Yes, the title is a bit caustic, but I have been giving some serious thought about the attitude of pets vs cattle within a hybrid cloud environment, and every time, it boils down to the conclusion that we shoot cattle because the underlying infrastructure is just not robust enough to treat our cattle like a herd. Instead, we treat them as singletons. I do not know a rancher today who will just shoot their cattle because they strayed into the wrong pasture, or because they ate the wrong thing and got sick. They herd the cattle back to where they belong and often call the veterinarian first. Yet, our clouds do not seem resilient enough to handle this type of behavior.
So, why do we just kill our containerized apps when they do something wrong or when the underlying infrastructure does something wrong? Why are we more interested in death than in resiliency? A resilient environment implies we can herd our cattle from here to there to fix the underlying infrastructure. Ranchers do not look at their cattle and decide to kill them all just because part of their fence is broken. No, they herd the cattle to a new pasture, repair the fence, and herd them back. This is not what third-generation developers are really talking about. They would rather have cattle everywhere, and if one falls ill, ignore it completely—kill it. No rancher can survive this, as they depend on the cattle to bring them money to survive.
The same is true for modern software development. In order to have a resilient system, we either need to have resources everywhere or use limited resources in a better way. One of the things I look for in a cloud is a resilient infrastructure, one that will keep my workloads alive while it undergoes normal maintenance, such as repairing a system. It would politely herd my cattle to a new pasture, then work on the existing system and politely herd it back. Instead, what we get are systems that are shut down or outright destroyed to fix things. My hybrid cloud instances run on a cloud that will just shut systems down without first herding my workloads off to another system. Thereby, I suffer availability and trust issues. But if they just herded my cattle, then availability would be unaffected, and trust would not be impacted.
However, you are saying that I should have that resiliency in my application and that I am at fault for not thinking about this case? No, I am not. My cattle are not pets, but I want to treat my cattle as a herd, not as singletons. Modern distributed applications are coming slowly. As they are developed, they will eventually replace those more traditional applications, but data centers are stuffed full of traditional applications. Applications that depend on resiliency within the infrastructure and not within the application itself. Are these applications considered to be pets? Not really. We may look after the infrastructure, but that is what any good rancher does. A broken fence gets repaired; a sick cow gets quarantined until the veterinarian can take a look.

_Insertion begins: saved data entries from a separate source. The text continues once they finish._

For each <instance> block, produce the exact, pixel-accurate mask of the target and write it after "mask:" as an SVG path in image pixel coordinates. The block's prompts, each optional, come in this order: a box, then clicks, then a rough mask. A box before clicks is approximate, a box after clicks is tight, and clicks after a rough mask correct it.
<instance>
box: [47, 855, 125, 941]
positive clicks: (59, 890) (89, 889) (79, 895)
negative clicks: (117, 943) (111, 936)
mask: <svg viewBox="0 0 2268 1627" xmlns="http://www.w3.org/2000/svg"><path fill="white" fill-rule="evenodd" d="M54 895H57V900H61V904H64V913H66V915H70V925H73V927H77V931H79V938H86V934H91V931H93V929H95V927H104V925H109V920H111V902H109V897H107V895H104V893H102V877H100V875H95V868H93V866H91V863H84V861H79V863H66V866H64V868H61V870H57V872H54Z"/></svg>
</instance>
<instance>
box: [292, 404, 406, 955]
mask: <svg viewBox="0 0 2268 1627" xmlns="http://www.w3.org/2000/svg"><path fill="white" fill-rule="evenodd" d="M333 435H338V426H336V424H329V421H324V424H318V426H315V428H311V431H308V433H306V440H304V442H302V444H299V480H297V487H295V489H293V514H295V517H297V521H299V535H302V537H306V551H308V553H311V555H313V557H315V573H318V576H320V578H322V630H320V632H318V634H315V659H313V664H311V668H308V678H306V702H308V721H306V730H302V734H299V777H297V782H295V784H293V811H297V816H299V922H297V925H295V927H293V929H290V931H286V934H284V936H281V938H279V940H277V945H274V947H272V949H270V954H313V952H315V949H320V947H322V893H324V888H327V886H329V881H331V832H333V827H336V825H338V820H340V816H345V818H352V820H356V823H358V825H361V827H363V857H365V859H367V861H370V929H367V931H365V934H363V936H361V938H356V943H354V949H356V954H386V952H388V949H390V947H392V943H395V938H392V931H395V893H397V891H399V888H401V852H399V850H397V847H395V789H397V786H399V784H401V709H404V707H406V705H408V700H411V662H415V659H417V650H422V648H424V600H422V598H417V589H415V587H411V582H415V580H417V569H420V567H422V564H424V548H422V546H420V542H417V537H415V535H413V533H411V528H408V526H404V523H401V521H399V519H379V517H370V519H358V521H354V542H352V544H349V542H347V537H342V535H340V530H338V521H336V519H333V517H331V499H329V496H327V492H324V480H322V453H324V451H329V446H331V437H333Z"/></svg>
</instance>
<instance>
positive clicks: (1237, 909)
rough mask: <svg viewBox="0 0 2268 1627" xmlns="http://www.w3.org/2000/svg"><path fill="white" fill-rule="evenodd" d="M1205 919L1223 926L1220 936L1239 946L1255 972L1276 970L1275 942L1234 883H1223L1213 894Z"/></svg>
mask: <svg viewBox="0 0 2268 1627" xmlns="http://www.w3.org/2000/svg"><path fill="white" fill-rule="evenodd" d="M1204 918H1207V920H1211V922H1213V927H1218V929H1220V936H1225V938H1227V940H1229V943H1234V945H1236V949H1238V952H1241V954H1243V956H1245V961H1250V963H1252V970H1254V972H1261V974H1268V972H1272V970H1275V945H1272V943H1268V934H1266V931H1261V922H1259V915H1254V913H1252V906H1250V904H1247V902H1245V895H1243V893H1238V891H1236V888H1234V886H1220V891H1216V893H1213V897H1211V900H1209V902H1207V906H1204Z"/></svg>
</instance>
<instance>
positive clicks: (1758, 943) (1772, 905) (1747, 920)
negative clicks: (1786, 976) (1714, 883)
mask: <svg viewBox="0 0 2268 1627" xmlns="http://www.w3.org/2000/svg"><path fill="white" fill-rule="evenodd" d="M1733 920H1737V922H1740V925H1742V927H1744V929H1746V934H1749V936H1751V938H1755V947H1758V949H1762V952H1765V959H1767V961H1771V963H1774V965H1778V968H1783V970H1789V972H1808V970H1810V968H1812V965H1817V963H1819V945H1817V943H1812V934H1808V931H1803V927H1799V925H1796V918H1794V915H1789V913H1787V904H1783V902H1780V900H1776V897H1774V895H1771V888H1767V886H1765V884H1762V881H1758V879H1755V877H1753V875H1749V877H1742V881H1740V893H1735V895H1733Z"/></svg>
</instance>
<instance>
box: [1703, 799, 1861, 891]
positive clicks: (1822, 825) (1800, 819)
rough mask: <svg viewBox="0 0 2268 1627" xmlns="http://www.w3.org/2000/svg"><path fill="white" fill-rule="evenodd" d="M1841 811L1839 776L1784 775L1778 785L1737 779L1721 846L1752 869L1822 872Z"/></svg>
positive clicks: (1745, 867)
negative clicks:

If we just kill the application and restart a new one, are we restarting a new application with a supply chain security issue within it? Or would it be better to quarantine the bad cow, have a security specialist look at it, decide the root cause, and then kill or reload as necessary? This seems to be the piece that is missing from the pets vs cattle approach. It assumes that the cow on the ranch died in some perfect way or that we killed it on purpose, and that no review of the death is required. An autopsy should be performed. Recreating a system that will corrupt itself once more is really pretty silly.
Ah, but you say, continuous integration (CI) and continuous deployment (CD) are helpful here. And you may be correct, but ONLY if the reason for the failure (either by administrator or by nature) is understood before you propagate even more issues into your application suite.
Then there is the cost of having cattle spread all over everywhere instead of within a resilient cloud. It tends to be expensive to setup cloud instances. If you can afford multiple EBS zones or multiple clouds for your application and have worked out every failover issue related to your data, then please use this method. However, if you do not have the funds for a fully resilient application within the cloud, then you may wish to discover a cloud that does provide resiliency, one who treats my cattle as a herd and not singletons.
In many ways, IT as a Service, CI, and CD are not only about the application but also the infrastructure as code developed around that application. If there is limited infrastructure as code due to cost and other considerations (such as a traditional application), then the resiliency needs to be found elsewhere, generally within the cloud or within the management tools used to manage the hybrid cloud. Tools such as HotLink, CloudVelox, Virtustream, and others. Tools that will improve the resiliency of your hybrid cloud by either moving data between clouds, or by allowing you to use tools that understand herding your cattle vs. killing your cattle.
Or it may be possible to gain the ability to herd your cattle by employing clouds that understand that modern data centers are no longer about killing systems, but are about migrating workloads, such as those from VMware vCloud Air, any other based on VMware vSphere, or ones that have Live Migration enabled within Xen, KVM, or Hyper-V. While the infrastructure is not pets, it is a fence that occasionally needs to be repaired. Herding your cattle from pasture to pasture is far better than killing them all and starting over.
I wish to herd my cattle, not kill them just because a node is about to fail, an update will be made, or something else is happening to the infrastructure. This would solve one of the hidden dependencies of using the cloud. It would also allow developers to concentrate on workloads and not on reinventing the infrastructure within a distributed environment. That is happening because there is a lack of resiliency in the cloud. This needs to continue, of course, but how do you handle traditional applications within a cloud?